Bosch sees big growth in chassis systems in the next few years, but the delay in the introduction of 42-volt systems means that the shift to brake and steering by wire is delayed.
The electronic chassis business has grown at 29 percent a year between 1978 and 2003, said Wolfgang Drees, deputy board member at Bosch and president of the chassis systems business.
The electronic content on brake systems -- such as antilock brakes (ABS), electronic stability programs (ESP), traction control and electronic actuation -- is now as big as the basic foundation brake business, and the rate of diffusion of new applications has accelerated.
ABS took 20 years to reach a 40 percent installation rate in Europe, says Drees, but ESP took just 10 years to reach the same penetration.
Drees says that short term the big growth opportunity for the chassis systems business is further growth in ESP.
The German installation rate for ESP was 49 percent in 2002, but it was only 24 percent in France, 16 percent in Spain, 12 percent in the UK and 11 percent in Italy.
Outside Europe the installation rate is only about 6 percent "is there is plenty of room to grow," said Drees.

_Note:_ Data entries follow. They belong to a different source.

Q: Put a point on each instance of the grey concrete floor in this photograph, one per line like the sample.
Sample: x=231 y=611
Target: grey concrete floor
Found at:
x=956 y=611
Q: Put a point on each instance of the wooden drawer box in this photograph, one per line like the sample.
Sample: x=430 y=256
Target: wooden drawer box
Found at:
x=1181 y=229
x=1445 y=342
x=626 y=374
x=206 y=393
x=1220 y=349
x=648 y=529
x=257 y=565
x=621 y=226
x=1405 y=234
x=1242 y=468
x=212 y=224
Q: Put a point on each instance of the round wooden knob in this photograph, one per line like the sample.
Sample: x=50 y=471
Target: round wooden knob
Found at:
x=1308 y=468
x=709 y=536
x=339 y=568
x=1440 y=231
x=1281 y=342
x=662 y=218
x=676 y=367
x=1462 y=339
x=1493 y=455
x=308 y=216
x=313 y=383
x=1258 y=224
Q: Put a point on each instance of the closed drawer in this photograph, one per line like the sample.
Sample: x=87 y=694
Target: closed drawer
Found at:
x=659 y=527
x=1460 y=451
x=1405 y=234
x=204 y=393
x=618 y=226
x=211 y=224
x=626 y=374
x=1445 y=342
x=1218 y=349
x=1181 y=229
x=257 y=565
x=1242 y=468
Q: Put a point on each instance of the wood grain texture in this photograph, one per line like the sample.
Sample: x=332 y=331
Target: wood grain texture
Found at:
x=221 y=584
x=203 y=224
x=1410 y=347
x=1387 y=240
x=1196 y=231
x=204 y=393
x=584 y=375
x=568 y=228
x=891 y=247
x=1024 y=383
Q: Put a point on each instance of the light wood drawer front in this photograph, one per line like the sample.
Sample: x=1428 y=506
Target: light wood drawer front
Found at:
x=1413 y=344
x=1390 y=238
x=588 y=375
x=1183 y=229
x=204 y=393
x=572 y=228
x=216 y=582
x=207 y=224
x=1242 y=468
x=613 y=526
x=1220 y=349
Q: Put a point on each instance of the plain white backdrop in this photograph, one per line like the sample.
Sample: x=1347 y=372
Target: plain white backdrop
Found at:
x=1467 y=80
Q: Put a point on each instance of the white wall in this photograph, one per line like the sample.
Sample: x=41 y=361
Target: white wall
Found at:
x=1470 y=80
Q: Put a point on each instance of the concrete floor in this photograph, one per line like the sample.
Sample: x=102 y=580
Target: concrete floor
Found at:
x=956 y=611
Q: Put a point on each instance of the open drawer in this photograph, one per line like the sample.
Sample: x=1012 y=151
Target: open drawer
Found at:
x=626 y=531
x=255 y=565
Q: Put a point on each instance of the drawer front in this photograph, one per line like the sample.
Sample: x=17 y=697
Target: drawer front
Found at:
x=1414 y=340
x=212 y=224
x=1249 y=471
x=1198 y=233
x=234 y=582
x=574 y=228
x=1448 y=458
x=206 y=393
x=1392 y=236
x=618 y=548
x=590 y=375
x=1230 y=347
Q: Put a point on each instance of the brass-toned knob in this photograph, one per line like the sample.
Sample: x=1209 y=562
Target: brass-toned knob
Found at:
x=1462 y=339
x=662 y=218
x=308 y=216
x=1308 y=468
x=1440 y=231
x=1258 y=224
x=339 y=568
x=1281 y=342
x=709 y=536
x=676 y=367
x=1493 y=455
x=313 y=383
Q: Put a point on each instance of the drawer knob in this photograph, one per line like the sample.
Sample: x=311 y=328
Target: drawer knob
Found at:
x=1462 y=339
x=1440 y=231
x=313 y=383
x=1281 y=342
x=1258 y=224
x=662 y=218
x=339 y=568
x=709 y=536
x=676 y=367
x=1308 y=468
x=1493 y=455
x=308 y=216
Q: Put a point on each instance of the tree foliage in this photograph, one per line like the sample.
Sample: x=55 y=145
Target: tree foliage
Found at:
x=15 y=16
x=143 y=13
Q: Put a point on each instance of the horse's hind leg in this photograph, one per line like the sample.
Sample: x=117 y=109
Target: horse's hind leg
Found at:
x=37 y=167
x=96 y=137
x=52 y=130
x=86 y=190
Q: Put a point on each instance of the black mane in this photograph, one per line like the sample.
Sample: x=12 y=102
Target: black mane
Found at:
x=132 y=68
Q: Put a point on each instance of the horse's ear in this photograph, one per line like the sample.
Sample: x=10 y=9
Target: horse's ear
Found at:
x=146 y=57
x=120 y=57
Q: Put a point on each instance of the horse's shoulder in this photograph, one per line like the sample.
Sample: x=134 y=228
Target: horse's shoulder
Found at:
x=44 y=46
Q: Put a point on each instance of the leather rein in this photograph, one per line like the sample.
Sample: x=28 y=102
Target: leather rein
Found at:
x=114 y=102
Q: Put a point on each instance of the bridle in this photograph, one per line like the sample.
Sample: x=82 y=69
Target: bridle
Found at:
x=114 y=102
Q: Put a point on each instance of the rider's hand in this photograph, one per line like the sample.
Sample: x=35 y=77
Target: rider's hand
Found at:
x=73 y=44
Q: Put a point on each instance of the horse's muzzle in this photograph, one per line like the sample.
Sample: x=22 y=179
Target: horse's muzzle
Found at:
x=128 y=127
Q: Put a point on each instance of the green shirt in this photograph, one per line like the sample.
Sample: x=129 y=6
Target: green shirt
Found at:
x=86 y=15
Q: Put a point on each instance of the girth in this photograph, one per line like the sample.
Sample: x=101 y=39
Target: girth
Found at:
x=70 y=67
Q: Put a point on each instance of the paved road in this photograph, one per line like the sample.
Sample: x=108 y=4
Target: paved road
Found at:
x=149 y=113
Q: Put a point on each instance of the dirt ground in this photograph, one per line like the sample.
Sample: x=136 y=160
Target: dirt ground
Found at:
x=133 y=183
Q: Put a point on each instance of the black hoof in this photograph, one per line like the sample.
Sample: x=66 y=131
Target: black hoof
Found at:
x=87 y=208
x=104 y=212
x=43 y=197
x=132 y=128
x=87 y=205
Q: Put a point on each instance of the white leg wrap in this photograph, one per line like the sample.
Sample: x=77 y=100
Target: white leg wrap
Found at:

He believes that an important ingredient in ESP growth will be simply greater public awareness of the benefits.
"We know active safety is important to consumers," said Drees. He said a study by Mercedes-Benz showed a 29 percent decline in single-vehicle crashes in ESP-equipped vehicles. A similar study by Toyota recorded a 35 percent decrease.
Drees said that in addition there are new functions that build on the basic ESP that will raise the day-to-day profile of the systems for drivers and should raise installation rates - such as automated park brakes, hill-hold control, adaptive cruise control and roll-over prevention.
Bosch's new automated park brake concept, for example, uses ESP with a hydraulically actuated locking device on the rear brake calipers to offer what Drees calls a win-win-win for consumers, OEMs and Bosch - higher safety, fewer parts but additional content for Bosch.
Drees said that the postponement of 42 volts systems will delay the introduction of brake and steer by wire because a fully redundant fail-safe 42 volt system is an important pre-requisite, and it is not available today.
"We do not see any clear tendency to jump across this hurdle," said Drees.
Drees said that for now there is still room for the electronic content in cars to grow without adding the cost of 42 volts systems.
In the long term 42 volts will be needed.
He said: "But we are quite far away from this limit."